Positions like cybersecurity professionals, solution architects, and implementation analysts will continue to be in demand but might also witness a lot of outsourcing or even staff augmentation. We’ll see more AI bots reporting to cybersecurity experts while IT leaders realize how expensive it is to maintain full-time SOCs. Unfortunately, flourishing AI might even affect high-paying jobs, creating a domino effect that makes the vendor market more competitive i.e. more outsourcing, more innovative vendors, competitive pricing, etc.
Whatever said and done, IT will continue to be a department that requires a hands-on approach and any new technology that disrupts ongoing processes will need constant monitoring. While there’s certainly a possibility of some jobs becoming obsolete, there’s also an undeniable possibility of new (and in-demand) careers being born from these paradigm shifts some of which have already surfaced like prompt engineers and AI & ML engineers.
Brace yourself; pace yourself
Things have never been this unprecedented. Everyone seems to be more intrigued than excited about what’s next. AI chatbots have become synonymous with support while they were almost unheard of less than a couple of years ago. It’s remarkable, to say the least, how adapting we’ve been to these changes – some have been more critical about this than others, while some simply want to adapt quickly from fear of being left behind. You don’t want to be moving too fast or too slow, but you need to figure out your pace with time.
Success ultimately depends on the people responsible — you, your team, and your ability to communicate critical factors to other decision-makers. Break down data silos, improve transparency, and empower your team to voice concerns. The way you define your IT budget directly impacts your ability to support transformation initiatives. A healthy approach involves transparent discussions and thoughtful budget allocation. As far as budgeting is concerned, we have a detailed template to assist you with a solid structure.

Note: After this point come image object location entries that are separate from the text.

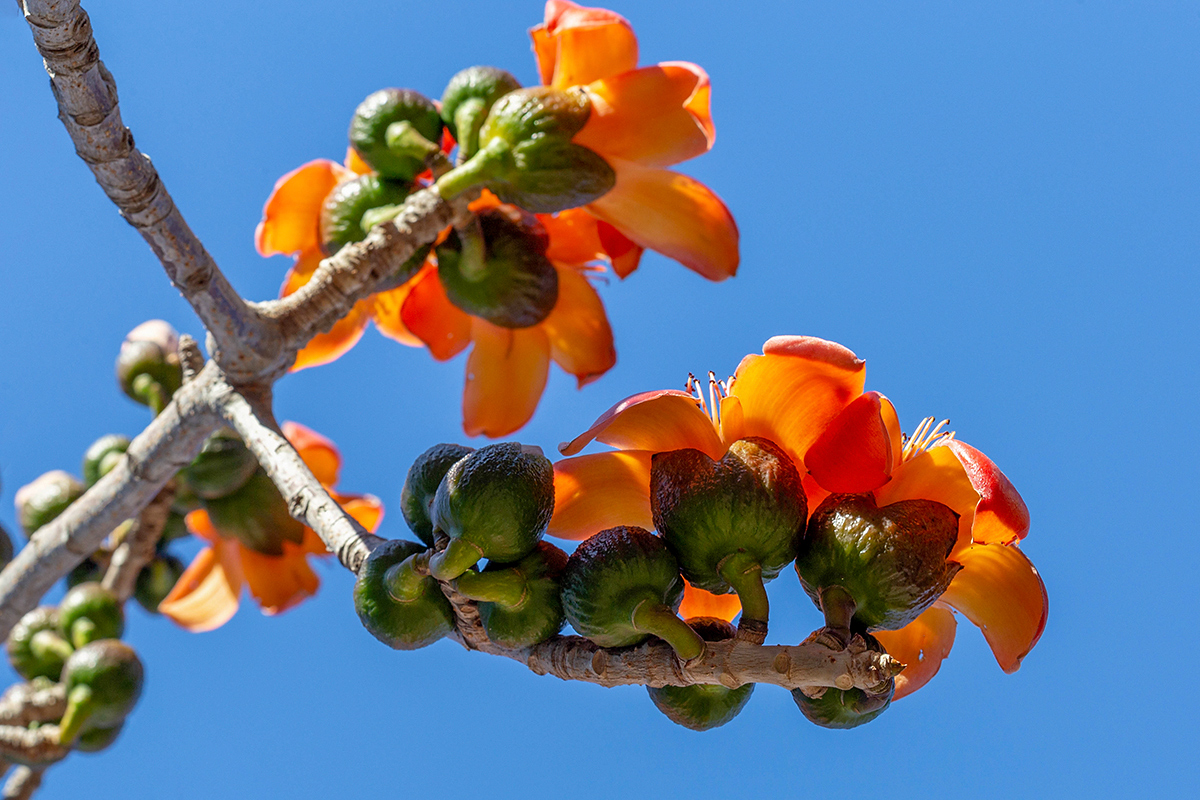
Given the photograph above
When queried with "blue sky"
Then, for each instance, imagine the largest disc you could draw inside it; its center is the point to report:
(995, 205)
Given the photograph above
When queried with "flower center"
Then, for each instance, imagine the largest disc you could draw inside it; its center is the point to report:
(925, 435)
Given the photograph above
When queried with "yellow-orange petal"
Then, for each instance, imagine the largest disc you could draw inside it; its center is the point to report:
(922, 644)
(292, 212)
(601, 491)
(1001, 515)
(317, 451)
(853, 453)
(697, 602)
(576, 44)
(431, 317)
(655, 115)
(672, 214)
(1001, 591)
(279, 582)
(655, 421)
(205, 596)
(507, 373)
(577, 329)
(792, 391)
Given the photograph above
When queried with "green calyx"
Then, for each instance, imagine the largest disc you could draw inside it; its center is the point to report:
(889, 563)
(43, 499)
(401, 608)
(257, 516)
(90, 612)
(342, 214)
(702, 707)
(623, 585)
(526, 155)
(497, 269)
(103, 681)
(401, 156)
(221, 468)
(495, 504)
(102, 456)
(421, 483)
(467, 100)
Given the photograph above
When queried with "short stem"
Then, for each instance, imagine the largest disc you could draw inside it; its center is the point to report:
(658, 619)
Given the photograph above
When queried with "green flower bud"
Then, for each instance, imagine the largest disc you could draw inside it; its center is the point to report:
(702, 707)
(622, 587)
(499, 270)
(401, 608)
(495, 504)
(421, 483)
(43, 499)
(467, 100)
(377, 114)
(102, 456)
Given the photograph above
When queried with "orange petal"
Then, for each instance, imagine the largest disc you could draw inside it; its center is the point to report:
(1001, 515)
(655, 115)
(672, 214)
(205, 596)
(697, 602)
(577, 329)
(601, 491)
(505, 376)
(1001, 591)
(431, 317)
(577, 44)
(922, 644)
(318, 452)
(792, 391)
(293, 210)
(279, 582)
(657, 421)
(853, 453)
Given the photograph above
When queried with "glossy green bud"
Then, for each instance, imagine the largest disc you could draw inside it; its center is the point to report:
(467, 100)
(622, 587)
(257, 516)
(495, 504)
(499, 270)
(90, 612)
(103, 681)
(702, 707)
(401, 608)
(382, 110)
(421, 483)
(880, 567)
(43, 499)
(102, 456)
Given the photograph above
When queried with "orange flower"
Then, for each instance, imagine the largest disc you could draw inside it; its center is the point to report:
(642, 119)
(207, 595)
(507, 368)
(807, 395)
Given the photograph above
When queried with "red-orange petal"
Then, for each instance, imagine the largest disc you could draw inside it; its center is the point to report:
(293, 210)
(922, 644)
(317, 451)
(507, 373)
(601, 491)
(577, 329)
(576, 44)
(655, 115)
(427, 312)
(697, 602)
(792, 391)
(205, 596)
(1001, 591)
(853, 453)
(672, 214)
(657, 421)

Use our template to set your IT budget for 2025
IT leaders are torn between AI being a revolution and AI being an exaggerated new toy for companies to play with. There is, however, a leaning towards AI being more than just a bubble waiting to pop and the whole work forgetting about it. Some things will irrevocably change because of it and resisting will only make it worse. More than anything, it demands a mindset change over a perspective change. Thinking of AI as an augmentation tool is easier than thinking of it as a replacement tool. Yes, AI isn’t solving the big problems right now, but it might eventually will. As an IT leader, you need to upskill and prepare your team for gradual changes. AI is not worth going head over heels crazy for but it’s not something you should ignore either. Its ubiquitousness definitely calls for having an open mind at least.